Be prepared to not feel as well as you normally do
You might have no symptoms at all, but knowing that it is common to feel a bit under the weather, even if just a headache and a loss of appetite, it’s worth bringing along comfort food and things that are easy to drink.
Carbohydrates are supposedly more effective to convert to energy at high altitude, but with no appetite you might prefer to have a supply of chocolate and goodies. If you don’t want to eat, be prepared to start adding sugar to your tea, and remember to keep hydrated, which significantly reduces the risks and effects of being at high altitude.
As I found out on the train to Lake Titicaca, even tying your shoelaces can seem hard at high altitude, so be prepared to take it easy. You may also find, as I did, that your brain sees colours that are far more saturated at altitude, creating a strange sort of height induced ‘high’.
Consider taking appropriate medication
Talk to your doctor and do some reading before you set off. There are specific drugs that can help minimise the effects of benign acute mountain sickness (AMS), the most well used being Diamox (acetazolamide). Climbers are well drilled on the fact that its purpose is not to help ignore the symptoms and keep climbing, but to manage the condition before going higher. On a train, this can be hard, so an understanding of the altitude profile of the trip is important.
Oxygen is useful in that it can simulate a lower altitude. For example, on the Qinghai-Tibet railway, O2 is pumped into the train as a matter of course, but people who are sick are given a higher flow rate with an oxygen mask. One advantage of being on a train, rather than climbing, is that it is easy to carry plenty of oxygen for sick passengers. It is not pressurised like a jet aircraft, but added to the ventilation system of the compartments to help simulate a lower altitude, perhaps 2000-3000m, rather than the 5000m outside.
The Tibet train has health officials or attendants on board who ensure every passenger has signed a form to say they are aware of the altitude and have no major health problems. I have also seen them dispense oxygen masks to people who are unwell. I don’t know if one of them is a doctor or not, but they are clearly used to helping passengers who become sick on the climb up to the Tanggula Pass – at 5072m, the highest railway station in the world.

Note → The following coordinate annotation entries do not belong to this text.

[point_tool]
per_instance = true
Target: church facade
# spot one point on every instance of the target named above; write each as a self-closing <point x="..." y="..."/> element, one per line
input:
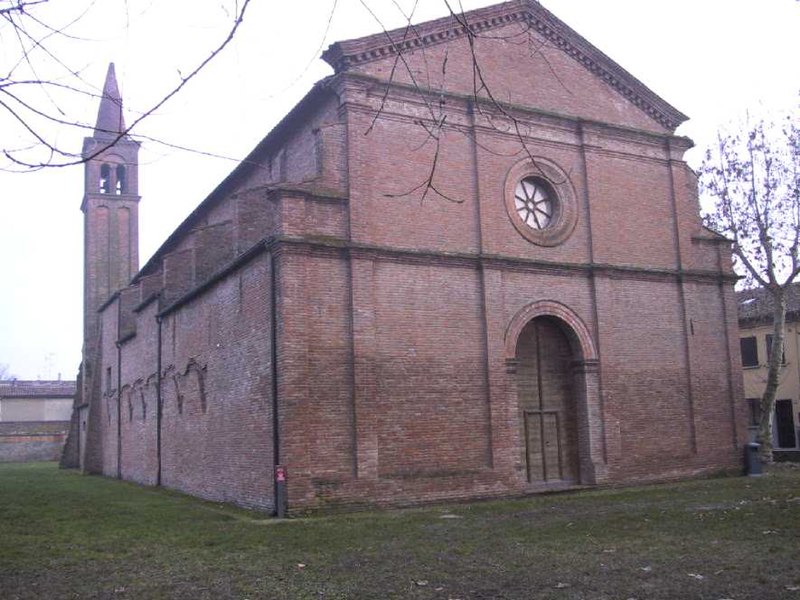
<point x="467" y="264"/>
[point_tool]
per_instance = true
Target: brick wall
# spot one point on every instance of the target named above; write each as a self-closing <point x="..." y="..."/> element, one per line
<point x="401" y="334"/>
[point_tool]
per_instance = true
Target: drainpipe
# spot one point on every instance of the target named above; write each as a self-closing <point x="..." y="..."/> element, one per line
<point x="279" y="471"/>
<point x="158" y="404"/>
<point x="119" y="410"/>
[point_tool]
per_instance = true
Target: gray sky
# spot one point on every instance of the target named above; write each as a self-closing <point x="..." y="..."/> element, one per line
<point x="711" y="59"/>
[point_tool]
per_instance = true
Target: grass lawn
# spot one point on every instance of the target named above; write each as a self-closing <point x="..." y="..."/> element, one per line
<point x="64" y="535"/>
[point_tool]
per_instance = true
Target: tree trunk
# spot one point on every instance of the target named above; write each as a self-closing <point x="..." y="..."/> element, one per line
<point x="775" y="362"/>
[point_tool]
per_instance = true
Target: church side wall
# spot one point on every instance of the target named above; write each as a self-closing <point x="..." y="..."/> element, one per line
<point x="103" y="420"/>
<point x="139" y="395"/>
<point x="216" y="389"/>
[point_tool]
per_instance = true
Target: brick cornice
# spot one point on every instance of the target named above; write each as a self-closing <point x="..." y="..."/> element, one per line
<point x="343" y="56"/>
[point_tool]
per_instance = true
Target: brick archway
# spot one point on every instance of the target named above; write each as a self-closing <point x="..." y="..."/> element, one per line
<point x="585" y="381"/>
<point x="582" y="342"/>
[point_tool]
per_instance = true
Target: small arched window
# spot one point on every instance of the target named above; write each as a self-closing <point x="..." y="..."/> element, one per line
<point x="105" y="179"/>
<point x="121" y="182"/>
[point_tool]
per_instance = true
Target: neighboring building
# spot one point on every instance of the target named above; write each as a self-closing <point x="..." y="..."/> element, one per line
<point x="548" y="316"/>
<point x="34" y="419"/>
<point x="756" y="332"/>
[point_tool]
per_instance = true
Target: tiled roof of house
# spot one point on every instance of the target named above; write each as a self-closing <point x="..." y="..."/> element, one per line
<point x="16" y="388"/>
<point x="756" y="305"/>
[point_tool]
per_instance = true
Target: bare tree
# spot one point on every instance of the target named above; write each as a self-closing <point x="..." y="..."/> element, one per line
<point x="37" y="81"/>
<point x="752" y="178"/>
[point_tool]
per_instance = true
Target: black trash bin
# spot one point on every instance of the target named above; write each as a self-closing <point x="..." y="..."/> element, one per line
<point x="752" y="461"/>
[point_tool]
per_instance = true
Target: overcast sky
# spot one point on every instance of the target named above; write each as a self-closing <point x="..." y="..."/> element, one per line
<point x="711" y="59"/>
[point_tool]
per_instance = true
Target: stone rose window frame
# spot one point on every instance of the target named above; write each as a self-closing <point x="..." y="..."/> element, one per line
<point x="563" y="206"/>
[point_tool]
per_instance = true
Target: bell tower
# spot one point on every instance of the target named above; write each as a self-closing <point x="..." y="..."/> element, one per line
<point x="110" y="208"/>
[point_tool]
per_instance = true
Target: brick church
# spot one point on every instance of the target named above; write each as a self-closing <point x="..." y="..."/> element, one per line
<point x="469" y="263"/>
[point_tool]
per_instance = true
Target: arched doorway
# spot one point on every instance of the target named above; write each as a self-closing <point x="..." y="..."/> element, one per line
<point x="547" y="402"/>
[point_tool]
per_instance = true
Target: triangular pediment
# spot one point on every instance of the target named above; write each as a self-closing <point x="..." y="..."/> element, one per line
<point x="357" y="54"/>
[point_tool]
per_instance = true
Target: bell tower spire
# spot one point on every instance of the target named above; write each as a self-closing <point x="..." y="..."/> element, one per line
<point x="110" y="207"/>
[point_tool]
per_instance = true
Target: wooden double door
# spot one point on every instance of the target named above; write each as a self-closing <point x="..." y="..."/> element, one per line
<point x="547" y="403"/>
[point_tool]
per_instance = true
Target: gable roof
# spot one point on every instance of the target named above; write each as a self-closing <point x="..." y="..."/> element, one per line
<point x="755" y="306"/>
<point x="346" y="54"/>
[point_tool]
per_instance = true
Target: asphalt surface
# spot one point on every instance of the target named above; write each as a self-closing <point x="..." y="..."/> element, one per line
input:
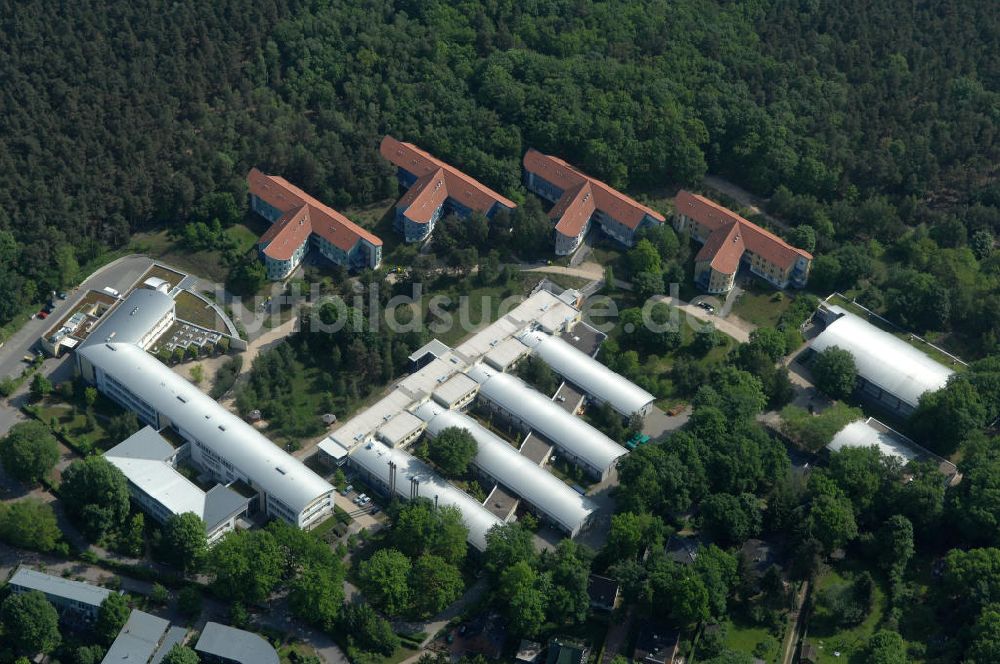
<point x="118" y="275"/>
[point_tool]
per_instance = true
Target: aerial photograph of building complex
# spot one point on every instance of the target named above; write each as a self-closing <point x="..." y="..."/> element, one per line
<point x="591" y="332"/>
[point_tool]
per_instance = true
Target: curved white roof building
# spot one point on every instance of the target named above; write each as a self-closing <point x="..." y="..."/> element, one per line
<point x="114" y="360"/>
<point x="531" y="409"/>
<point x="374" y="458"/>
<point x="895" y="372"/>
<point x="588" y="374"/>
<point x="495" y="457"/>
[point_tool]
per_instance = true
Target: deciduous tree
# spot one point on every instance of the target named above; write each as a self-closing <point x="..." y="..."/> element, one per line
<point x="29" y="452"/>
<point x="30" y="623"/>
<point x="96" y="496"/>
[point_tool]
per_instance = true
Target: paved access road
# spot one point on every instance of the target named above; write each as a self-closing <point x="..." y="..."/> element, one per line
<point x="119" y="275"/>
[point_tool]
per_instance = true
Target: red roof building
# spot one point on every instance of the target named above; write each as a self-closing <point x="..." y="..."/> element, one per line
<point x="730" y="241"/>
<point x="580" y="199"/>
<point x="296" y="217"/>
<point x="433" y="189"/>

Ibuprofen can also be helpful managing mild headaches. More serious AMS drugs should be prescribed by a doctor and not taken without a professional medical diagnosis.
Keep yourself occupied
It’s good to keep busy and not let your weakened condition get on top of you mentally. Get off at stops, enjoy the scenery and visit the restaurant carriage to drink tea and talk to people. If you feel too unwell to do this, then stick to your berth and read a book. Writing a diary or a blog with a record of your trip can be a useful distraction and creates a positive mental focus. Photography is also great to keep your brain engaged with your surroundings.
Sleep and eat when you can
It is hard to sleep at high altitude, as you often have rather weird dreams and can find yourself waking up panting. This is quite normal; it’s to do with acclimatising to the changes in the air content. Your body needs to rid itself of CO2 as much as to breathe O2. This can result in ‘periodic breathing’, when you wake up feeling that you have stopped breathing. If you feel tired, take a nap, and if you are lucky enough to feel hungry, have something to eat. You may not be able to do this throughout your journey, so take advantage when you can.
Finally, if you are really don’t feel well, you should tell someone. You are unlikely to get better unless you descend, and there is a chance you might get worse. The practicalities are different on a train to climbing a mountain, but officials will know what can be done. There will often be a doctor onboard the train or someone who is specifically trained in helping people with the symptoms of AMS.